総合計画は、その自治体が目指す将来像と、基本方針を示すもので、計画期間は自治体によって異なるが、10年など長期になるものが多い。同町では久保行央前町長の意向で、これまでは任期に合わせた「ええまちづくりプラン」と題した中期計画を、11(同23)年、15(同27)年、18(同30)年、22(令和4)年に町長自身が作り、さらに3年ごとのアクションプランを策定。これに合わせてクリスタルタウン工業ゾーンへの企業誘致、統合こども園整備、移住・定住の促進などの事業を展開してきた。
一方、久保町長は長期的な計画の必要性について町議会一般質問でも問われてきたが、総合計画の策定は一貫して否定してきた。
今年2月に就任した筒井尚之町長は3月にあった一般質問で、町議から問われた総合計画策定の見解について、「ええまちづくりプランは、(町長の)任期ごとに策定され、その期間内で事業や計画を進めていくという手法で、スピード感があり、内外からの評価を得た基盤固めになっていた」としつつも、「現在は少子高齢化、人口減少、財政事情が非常に厳しい時代を迎え、先を見据えた計画策定は必要。新体制で(総合計画を)進めたい」と答弁していた。

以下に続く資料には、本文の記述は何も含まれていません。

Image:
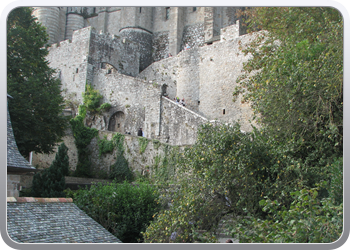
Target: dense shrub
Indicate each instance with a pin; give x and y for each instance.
(120, 170)
(231, 172)
(308, 220)
(123, 209)
(51, 182)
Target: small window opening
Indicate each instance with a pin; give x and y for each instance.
(167, 13)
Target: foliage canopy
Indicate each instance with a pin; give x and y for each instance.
(36, 110)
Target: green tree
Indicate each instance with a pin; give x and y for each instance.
(294, 78)
(124, 209)
(51, 182)
(36, 110)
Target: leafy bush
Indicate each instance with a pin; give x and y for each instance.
(120, 170)
(82, 138)
(92, 98)
(104, 107)
(306, 220)
(51, 182)
(123, 209)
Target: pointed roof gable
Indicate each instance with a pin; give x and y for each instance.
(15, 161)
(52, 220)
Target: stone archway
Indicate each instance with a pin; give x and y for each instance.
(116, 123)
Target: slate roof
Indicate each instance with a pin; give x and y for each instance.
(52, 220)
(15, 161)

今回策定する総合計画は条例で目的や位置づけを策定し、町の最上位計画とする考え。▶基本構想(政策)=町の将来像と政策の大綱▶基本計画(施策)=基本構想に基づいた分野別施策▶実施計画=基本計画を具体化するために実施する取り組み──の3層構造とする。
期間は、筒井町長の任期などを勘案し、基本構想は28(令和10)年度から34(同16)年度までの7年間、基本計画は前期3年間、後期4年間とする。実施計画は3年間とし、毎年見直す考え。

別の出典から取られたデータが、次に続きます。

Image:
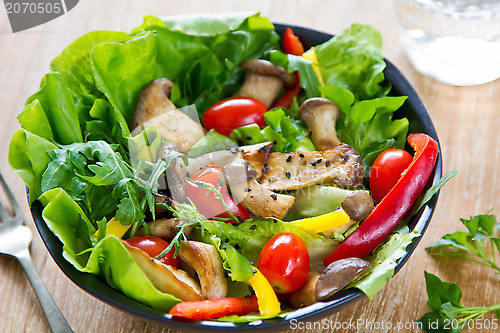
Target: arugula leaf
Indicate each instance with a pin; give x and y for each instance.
(288, 134)
(447, 314)
(383, 261)
(367, 125)
(472, 245)
(353, 60)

本年度は策定委員会や審議会など策定体制を構築し、世代別アンケートの実施や審議会、懇談会などを開催。現状の分析などを行い、内容を洗い出していく。
筒井町長は「絵に描いた餅にならないよう、策定する以上は実現可能なものをつくっていきたい。いろんな層の意見も取り入れ、指針、方針を示していきたい」と話している。